Origins and Evolution of Religion

As it is a rather popular topic, I decided to write some more about this repulsive antithesis of reason. You might find this post boring but it might give some more insight into why religion is the way it is. Perhaps you will find interesting the fact that evolution of religion mirrors greatly the evolution of living creatures. Bear that in mind while reading this.

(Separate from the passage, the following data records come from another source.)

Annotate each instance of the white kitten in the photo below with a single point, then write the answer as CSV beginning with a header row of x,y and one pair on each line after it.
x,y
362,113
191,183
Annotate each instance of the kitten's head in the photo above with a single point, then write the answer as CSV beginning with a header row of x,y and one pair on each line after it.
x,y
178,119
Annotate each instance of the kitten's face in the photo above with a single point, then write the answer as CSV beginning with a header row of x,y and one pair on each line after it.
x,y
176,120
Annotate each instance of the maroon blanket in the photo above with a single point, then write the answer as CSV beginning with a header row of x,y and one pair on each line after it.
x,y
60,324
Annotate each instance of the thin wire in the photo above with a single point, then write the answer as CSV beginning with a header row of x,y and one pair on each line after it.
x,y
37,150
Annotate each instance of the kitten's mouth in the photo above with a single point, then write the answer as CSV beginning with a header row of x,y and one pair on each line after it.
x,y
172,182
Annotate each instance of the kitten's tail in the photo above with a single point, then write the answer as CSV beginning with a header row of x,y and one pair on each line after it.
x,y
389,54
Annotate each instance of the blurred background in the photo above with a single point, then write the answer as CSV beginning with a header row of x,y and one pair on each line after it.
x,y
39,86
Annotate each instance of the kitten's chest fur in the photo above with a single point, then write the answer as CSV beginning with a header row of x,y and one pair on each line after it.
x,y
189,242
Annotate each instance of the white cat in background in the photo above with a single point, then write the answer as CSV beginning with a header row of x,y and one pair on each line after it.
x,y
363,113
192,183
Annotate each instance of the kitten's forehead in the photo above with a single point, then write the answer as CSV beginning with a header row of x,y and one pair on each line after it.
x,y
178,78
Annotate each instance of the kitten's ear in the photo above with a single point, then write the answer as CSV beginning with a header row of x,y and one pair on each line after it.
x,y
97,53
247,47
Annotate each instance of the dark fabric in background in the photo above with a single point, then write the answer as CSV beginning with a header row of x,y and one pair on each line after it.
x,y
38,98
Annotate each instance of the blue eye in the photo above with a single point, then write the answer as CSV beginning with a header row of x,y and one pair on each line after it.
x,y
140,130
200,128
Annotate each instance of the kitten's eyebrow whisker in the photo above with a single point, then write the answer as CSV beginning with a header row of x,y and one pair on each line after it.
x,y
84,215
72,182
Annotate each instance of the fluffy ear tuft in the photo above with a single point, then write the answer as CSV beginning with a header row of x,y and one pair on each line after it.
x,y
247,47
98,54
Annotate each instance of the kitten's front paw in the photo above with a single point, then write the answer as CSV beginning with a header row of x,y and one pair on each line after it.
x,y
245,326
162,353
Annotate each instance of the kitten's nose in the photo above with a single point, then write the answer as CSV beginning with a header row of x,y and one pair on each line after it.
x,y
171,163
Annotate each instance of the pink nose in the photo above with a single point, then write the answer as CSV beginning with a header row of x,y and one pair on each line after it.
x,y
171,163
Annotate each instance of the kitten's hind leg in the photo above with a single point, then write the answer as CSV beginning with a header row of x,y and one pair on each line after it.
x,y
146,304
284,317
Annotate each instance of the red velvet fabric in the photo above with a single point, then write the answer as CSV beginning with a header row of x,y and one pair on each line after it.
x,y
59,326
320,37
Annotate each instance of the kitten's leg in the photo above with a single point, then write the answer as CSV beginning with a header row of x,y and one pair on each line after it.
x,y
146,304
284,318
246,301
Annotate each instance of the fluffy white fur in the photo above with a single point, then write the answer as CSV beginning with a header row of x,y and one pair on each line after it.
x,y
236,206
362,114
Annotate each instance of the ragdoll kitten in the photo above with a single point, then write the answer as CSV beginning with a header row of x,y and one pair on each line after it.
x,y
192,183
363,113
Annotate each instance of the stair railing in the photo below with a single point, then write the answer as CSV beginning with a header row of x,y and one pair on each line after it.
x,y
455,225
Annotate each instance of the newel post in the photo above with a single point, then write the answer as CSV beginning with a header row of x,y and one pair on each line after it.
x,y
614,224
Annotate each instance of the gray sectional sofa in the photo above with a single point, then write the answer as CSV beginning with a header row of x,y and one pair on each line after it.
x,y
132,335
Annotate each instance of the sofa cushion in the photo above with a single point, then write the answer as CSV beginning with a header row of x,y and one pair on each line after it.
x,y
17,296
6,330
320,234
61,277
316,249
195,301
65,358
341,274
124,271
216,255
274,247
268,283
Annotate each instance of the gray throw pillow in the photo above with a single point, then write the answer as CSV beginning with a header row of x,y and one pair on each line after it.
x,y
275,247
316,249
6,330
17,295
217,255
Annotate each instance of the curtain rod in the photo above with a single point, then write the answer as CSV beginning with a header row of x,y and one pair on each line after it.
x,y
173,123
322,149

The right eye of a giant bird-god.
..Or it's a large ball of hydrogen.
The first "religious" memes came into existence when a member of some primitive tribe of apes claimed that they figured out some of the following: volcanoes, thunder and lightning, the wind, the Sun, the Moon, the stars, disease etc. Their explanations included magic, giant/invisible humanoids, anthropomorphic animals etc. (Most of them have since left religion because science explained it all.) Some of the reasons why people come up with and spread such nonsense, include:

  • Desire to impress or deceive (cf. "bullshit")
  • Mental disorders
  • Mushrooms, yopo, virola, cannabis ...

The first one listed being by far the strongest. I rarely encounter people who readily admit that they do not know, they bullshit instead. Impressing others is of vital importance to the continuation of the species, and no one is impressed by ignorance.

But why would anyone believe any of it? Well, the human brain is not perfect, it's a kludge. We tend to believe authority figures (especially when we are children), we tend to conform to the majority, we make plenty of logical fallacies, we tend to not understand large numbers, probabilities etc. I will come back to this point in a future post.

The crucial meme of religion is the idea that death is actually not the end of life. It's a very pleasing idea to someone whose main fear is death*. It is so pleasing that it is almost certain to occur and spread.

The first religion is formed by connecting several such memes. E.g. "when you die, you join the bird-god".
*Fear of death and desire to live are products of evolution. People who have neither tend to die without progeny, it's as simple as that.


Once you have this basic "organism" called religion, the evolution takes care of the rest. New memes can be added and mutations can occur on existing memes, changing them a little bit. This organism will be attacked by reason and by other religions that contradict it. Its fate is either to perish, as the vast majority of religions have, or to evolve. Religions today are the lucky ones that have evolved rather than perished. Just like living organisms, they have adapted to their surroundings.

A nice example are the Abrahamic religions. A mutant child called Christianity was born and it had Hell, and eternal love and forgiveness. It might not make much sense but that does not matter. It works. That's why it's still there. If you join them, they promise salvation and if you don't, they promise eternal fire. It is an effective weapon against atheism, agnosticism and many religions. The other offspring, Islam, was born with additional mutations: Muhammad was the last prophet and apostasy means death. These are even more effective. Had any peaceful religion been born in that area in place of Islam it would have perished. Islam, and religion in general, is a product of its surroundings.